WASHINGTON (Reuters) - President-elect Barack Obama's pick for top U.S. labor official vowed on Friday to fight the recession by helping people find jobs and said the right to join a union "is the basic premise of our democracy."

Barack Obama

But at a Senate confirmation hearing to be labor secretary, Democratic Rep. Hilda Solis declined to directly address a major labor controversy: the "card-check" legislation that would make it easier for unions to organize in the workplace.

Both Solis and Obama have backed the legislation in the past, and she said they are both supporters of unions.

Solis, 51, of California, was first elected to Congress in 2000. The daughter of a union shop steward from Mexico and an assembly line worker from Nicaragua, she has been a leader in Congress on both labor and environmental issues.

"The president-elect feels strongly that American workers should have a choice to join or not to join a union," Solis told the Senate Education and Labor Committee.

"And to me, that is the basic premise of our democracy, whether you want to be associated with a group or not. And I think that's a principle that we all hold very dearly here," Solis said.

But she deflected questions about the card-check measure, saying she had not yet discussed it with Obama.

Business groups oppose the measure that would enable employees to form a bargaining unit if a majority of them sign a petition rather than putting the matter to a secret ballot.

Critics charge that unions could bully workers into signing a petition and that the secret ballot is a better way of ensuring a fair vote. But backers contend companies have undermined elections with threats against workers, anti-union campaigns and lengthy delays.

The bill passed the House of Representatives but died in the Senate last year, which could kill it again this year if Republicans erect procedural roadblocks to thwart the Democratic majority.

Republicans said they would like to hear Solis' opinion about the measure before they vote whether to confirm her. Yet she seemed likely to be approved with bipartisan backing.

"I intend to support you," Republican Sen. Orrin Hatch of Utah told Solis. But Hatch warned, "My caution to you is not to be in anyone's pocket."

Organized labor, a traditional ally of Democrats, expects favorable treatment after helping the party win the White House and expand control of Congress in the November elections.

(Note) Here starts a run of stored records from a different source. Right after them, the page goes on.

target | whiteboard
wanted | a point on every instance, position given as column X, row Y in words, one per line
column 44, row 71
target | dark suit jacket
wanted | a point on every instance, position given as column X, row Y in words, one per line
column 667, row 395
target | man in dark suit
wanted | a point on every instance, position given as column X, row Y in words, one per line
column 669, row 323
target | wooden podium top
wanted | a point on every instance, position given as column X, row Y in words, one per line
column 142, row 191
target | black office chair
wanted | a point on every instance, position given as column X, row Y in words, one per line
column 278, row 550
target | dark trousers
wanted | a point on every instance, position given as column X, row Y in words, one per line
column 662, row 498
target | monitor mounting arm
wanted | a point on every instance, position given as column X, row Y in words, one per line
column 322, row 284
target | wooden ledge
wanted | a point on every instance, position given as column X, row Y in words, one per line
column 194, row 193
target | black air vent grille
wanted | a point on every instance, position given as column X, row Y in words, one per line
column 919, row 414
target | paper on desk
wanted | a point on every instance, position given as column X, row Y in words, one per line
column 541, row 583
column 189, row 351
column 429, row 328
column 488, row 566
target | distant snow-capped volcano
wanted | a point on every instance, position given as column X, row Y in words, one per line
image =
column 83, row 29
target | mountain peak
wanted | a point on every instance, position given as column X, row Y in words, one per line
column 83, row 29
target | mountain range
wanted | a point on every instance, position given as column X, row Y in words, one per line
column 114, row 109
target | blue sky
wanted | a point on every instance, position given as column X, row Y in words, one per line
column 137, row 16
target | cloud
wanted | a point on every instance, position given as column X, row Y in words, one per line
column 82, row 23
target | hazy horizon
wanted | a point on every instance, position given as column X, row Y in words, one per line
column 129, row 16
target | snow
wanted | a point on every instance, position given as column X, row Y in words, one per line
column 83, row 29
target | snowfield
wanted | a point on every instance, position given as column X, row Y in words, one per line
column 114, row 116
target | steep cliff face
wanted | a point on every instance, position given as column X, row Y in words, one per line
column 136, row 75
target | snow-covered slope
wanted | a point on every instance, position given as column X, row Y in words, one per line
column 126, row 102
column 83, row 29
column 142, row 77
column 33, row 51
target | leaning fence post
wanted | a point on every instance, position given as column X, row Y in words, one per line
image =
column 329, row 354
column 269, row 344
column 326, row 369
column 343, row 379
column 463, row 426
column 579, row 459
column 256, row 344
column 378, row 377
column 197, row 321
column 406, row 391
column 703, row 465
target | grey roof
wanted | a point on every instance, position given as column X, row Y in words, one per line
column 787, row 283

Solis said her priorities would be to boost job training and search assistance, fight job discrimination, protect pensions and ensure employees "get the pay they have earned working in safe, healthy and fair workplaces."

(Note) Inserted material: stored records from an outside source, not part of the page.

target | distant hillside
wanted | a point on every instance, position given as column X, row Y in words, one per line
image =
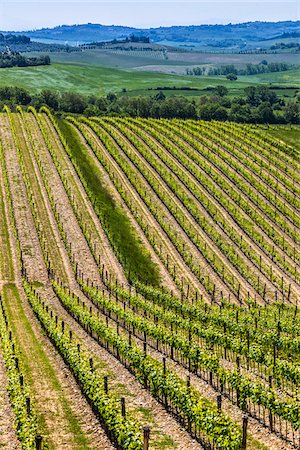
column 244, row 32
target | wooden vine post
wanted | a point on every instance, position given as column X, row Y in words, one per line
column 146, row 430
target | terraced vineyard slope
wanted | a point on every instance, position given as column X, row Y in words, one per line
column 149, row 282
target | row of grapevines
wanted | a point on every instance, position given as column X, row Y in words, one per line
column 190, row 406
column 272, row 149
column 123, row 430
column 188, row 201
column 218, row 161
column 206, row 203
column 259, row 322
column 245, row 145
column 222, row 191
column 148, row 200
column 257, row 174
column 208, row 331
column 18, row 391
column 255, row 392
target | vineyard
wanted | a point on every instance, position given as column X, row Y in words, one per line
column 149, row 285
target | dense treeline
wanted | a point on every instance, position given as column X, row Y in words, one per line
column 15, row 59
column 258, row 105
column 13, row 39
column 249, row 69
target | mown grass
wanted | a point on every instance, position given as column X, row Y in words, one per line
column 93, row 79
column 33, row 353
column 127, row 246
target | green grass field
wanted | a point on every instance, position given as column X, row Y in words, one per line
column 94, row 79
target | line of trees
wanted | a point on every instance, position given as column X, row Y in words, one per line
column 257, row 105
column 15, row 59
column 249, row 69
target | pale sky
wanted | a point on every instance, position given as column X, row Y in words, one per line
column 26, row 15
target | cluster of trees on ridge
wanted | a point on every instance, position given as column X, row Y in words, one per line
column 15, row 59
column 258, row 105
column 249, row 69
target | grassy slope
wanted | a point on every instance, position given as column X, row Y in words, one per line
column 126, row 244
column 93, row 79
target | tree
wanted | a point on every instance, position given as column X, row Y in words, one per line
column 213, row 111
column 49, row 98
column 221, row 90
column 73, row 102
column 292, row 113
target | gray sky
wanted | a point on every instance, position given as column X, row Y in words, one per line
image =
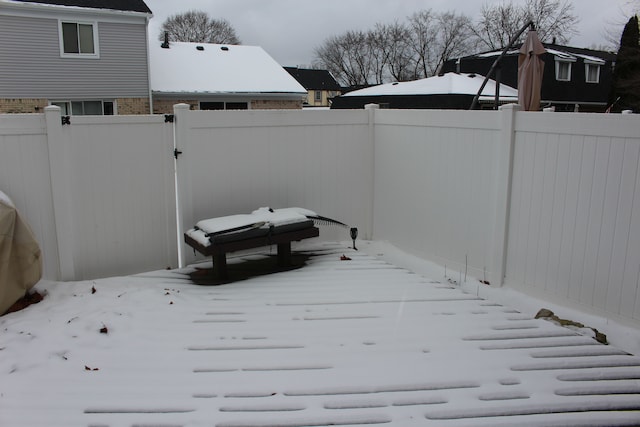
column 290, row 30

Shortly after Solis' hearing, the House passed a pair of so-called paycheck protection measures. One would reverse a 2007 U.S. Supreme Court ruling that made it tougher to sue for pay discrimination. The other is aimed at reducing pay disparity between men and women.

Both bills got through the House in the last Congress, but died in the Senate. With increased control of the Senate, Democrats now expect to send both to Obama to sign into law.